California turns up the heat on climate change disclosures


New law requires big pension funds to provide more information on environmental risk


Jennifer Thompson, Financial Times, September 29, 2018

The wildfires that ripped through the heart of California this summer were mostly under control by the time Senate bill 964 was approved by lawmakers in late August.

Scientists say climate change is leading to the increase in such catastrophes.

It is grimly ironic, then, that landmark legislation, to compel two huge US pension funds to disclose more about how they manage climate-related financial risk, was born as the land smouldered.

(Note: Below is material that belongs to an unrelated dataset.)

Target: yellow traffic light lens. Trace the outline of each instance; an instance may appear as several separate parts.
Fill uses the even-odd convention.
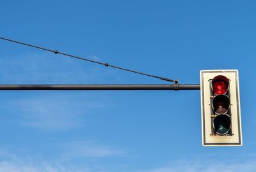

The new law in California will require Calpers (the California Public Employees’ Retirement System), which oversees $360bn in assets, and Calstrs (the $228bn California State Teachers’ Retirement System) to report publicly on the climate-related financial risk of their public market portfolio.

The legislation defines this risk as “the effects of the changing climate, such as intense storms, rising sea levels, higher global temperatures, economic damages from carbon emissions, and other financial and transition risks due to public policies to address climate change, shifting consumer attitudes, changing economics of traditional carbon-intense industries”.

The reports will begin in 2020 with updates every three years. They must describe the actions the funds will take to address these risks, such as shareholder proposals they make to companies in which they invest.

“Given the potentially catastrophic consequences of climate change, the documented social and economic cost of carbon and the emerging body of literature on the material financial risks of climate change, retirement boards simply cannot disregard financial climate risks,” the act states.